Saturday, April 13, 2013

Surprising things in Ruby #1

Try this in your irb:
irb(main):001:0> def foo
irb(main):002:1>   'hello world'
irb(main):003:1>   end
=> nil
irb(main):004:0> 'a'.foo
=> "hello world"
If you're not used to Ruby, this may seem surprising. This may help make it clearer:
irb(main):006:0> method(:foo)
=> #<Method: Object#foo>
The "method" function takes a symbol and returns a reference to that method. That allows you to do cool things like this:
irb(main):013:0> a = method(:foo)
=> #<Method: Object#foo>
irb(main):014:0> a.call
=> "hello world"
... but it also in this case tells us where the method is defined. The method "foo" is defined directly on the Object class. When you create an otherwise anonymous function, that's where it goes. And since almost everything in Ruby derives from the Object class, you've just defined the "foo" method for all those things.

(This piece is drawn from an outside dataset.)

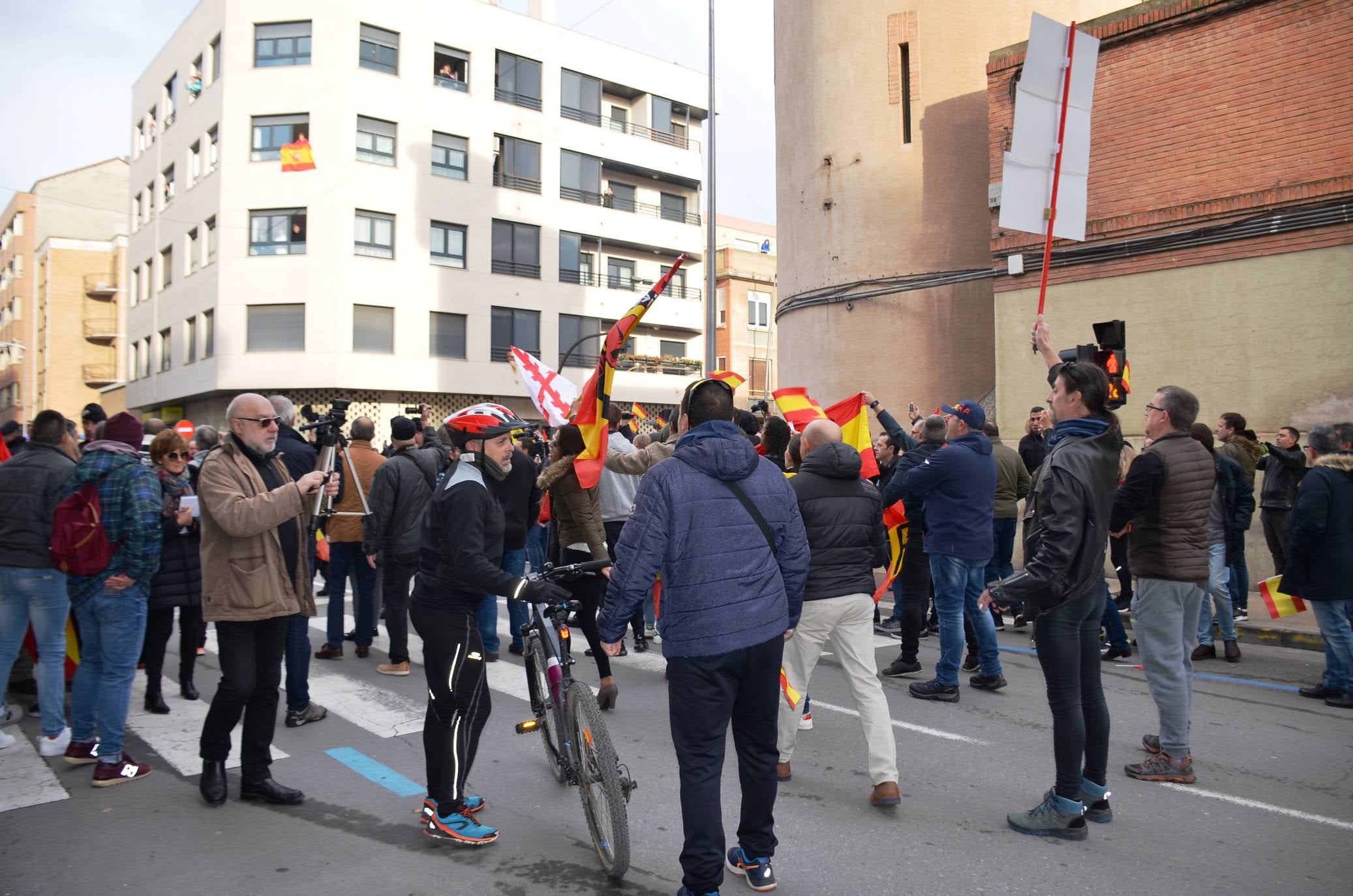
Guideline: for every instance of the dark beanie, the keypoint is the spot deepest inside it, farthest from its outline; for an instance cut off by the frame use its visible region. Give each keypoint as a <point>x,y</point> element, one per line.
<point>123,426</point>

I haven't been able to find anything that describes why this is the case, but it's a hard question to ask Google. I keep getting pointed at Ruby primers, which don't go into nearly enough detail. It seems like it would be a result of the "everything is a first-class object" nature of Ruby - a random function might violate that principle? I'm not sure.

If anybody knows what the reasoning behind this is, I'd like to hear about it.